Les éditions de L’Olivier

Au tournant des années 90, plusieurs éditeurs épousent sans le savoir les tendances encore cachées de la décennie à venir.

La première de ces tendances découle directement de la mondialisation. La littérature étrangère, enfermée depuis longtemps dans un rôle de prestige, envahit les librairies. Animé d’une curiosité sans frontières, le public la plébiscite, avec une préférence marquée pour les anglo-saxons, alors en pleine mutation.

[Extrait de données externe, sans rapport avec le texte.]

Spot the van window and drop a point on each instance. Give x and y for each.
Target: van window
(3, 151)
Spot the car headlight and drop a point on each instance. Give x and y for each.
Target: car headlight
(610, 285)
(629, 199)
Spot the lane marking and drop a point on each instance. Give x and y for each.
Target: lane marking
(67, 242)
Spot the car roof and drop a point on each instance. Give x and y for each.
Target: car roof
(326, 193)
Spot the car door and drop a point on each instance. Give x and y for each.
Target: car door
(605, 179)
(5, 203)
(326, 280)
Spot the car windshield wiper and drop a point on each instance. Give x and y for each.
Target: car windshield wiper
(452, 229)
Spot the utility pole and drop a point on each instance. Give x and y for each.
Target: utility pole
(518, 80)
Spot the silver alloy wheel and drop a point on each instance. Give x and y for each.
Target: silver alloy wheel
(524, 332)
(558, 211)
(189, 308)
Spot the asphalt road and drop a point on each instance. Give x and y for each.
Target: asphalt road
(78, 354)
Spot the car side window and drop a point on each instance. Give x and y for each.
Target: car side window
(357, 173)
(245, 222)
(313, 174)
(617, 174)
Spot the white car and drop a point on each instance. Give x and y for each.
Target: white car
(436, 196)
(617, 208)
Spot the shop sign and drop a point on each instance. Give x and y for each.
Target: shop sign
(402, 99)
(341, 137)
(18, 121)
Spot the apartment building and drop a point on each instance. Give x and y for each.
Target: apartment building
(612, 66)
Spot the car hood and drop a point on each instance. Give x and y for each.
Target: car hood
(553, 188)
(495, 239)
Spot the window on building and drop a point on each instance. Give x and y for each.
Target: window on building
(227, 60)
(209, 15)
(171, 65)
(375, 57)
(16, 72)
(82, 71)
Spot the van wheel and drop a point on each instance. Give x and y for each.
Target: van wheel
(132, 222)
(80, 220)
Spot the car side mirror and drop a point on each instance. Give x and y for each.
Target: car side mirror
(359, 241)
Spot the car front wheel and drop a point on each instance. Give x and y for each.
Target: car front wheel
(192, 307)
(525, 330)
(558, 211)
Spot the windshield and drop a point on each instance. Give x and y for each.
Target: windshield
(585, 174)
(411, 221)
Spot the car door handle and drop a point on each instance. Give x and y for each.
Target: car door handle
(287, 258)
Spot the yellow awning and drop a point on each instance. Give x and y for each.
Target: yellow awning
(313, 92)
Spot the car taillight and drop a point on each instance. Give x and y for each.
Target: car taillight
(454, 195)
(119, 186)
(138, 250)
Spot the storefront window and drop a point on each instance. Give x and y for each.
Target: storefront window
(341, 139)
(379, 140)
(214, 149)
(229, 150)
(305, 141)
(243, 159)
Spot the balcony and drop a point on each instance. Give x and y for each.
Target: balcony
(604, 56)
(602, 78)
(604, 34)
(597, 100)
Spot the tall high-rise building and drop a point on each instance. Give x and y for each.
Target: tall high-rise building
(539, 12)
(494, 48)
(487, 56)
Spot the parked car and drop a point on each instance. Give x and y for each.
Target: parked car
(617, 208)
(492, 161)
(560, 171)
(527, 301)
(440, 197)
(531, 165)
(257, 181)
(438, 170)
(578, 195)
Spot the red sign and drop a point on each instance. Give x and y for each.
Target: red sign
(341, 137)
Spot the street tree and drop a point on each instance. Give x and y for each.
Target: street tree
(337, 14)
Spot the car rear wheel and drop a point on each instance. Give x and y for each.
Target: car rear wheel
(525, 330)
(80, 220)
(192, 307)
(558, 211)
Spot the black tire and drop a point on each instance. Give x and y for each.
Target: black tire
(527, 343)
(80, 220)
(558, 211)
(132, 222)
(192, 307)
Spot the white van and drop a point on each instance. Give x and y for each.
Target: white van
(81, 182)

Dans le même temps, une nouvelle vague d’auteurs français fait son apparition. Une bonne partie d’entre eux va occuper la place de manière durable. Loin des querelles, désormais dépassées, sur l’engagement, Tel Quel et le Nouveau roman, ils apportent un souffle d’air frais dans le roman français.

Les éditions de l’Olivier sont, avec quelques autres, au premier rang de ces transformations, qu’elles contribuent à enraciner. C’est l’époque où L’Olivier récolte ses premiers grands prix (Renaudot, Femina, Medicis étranger, prix du livre Inter, etc.), ses premiers best-sellers (Geneviève Brisac, Agnès Desarthe, Marie Desplechin, Michael Ondaatje et son Patient anglais, Jay McInerney avec Trente ans et des poussières.).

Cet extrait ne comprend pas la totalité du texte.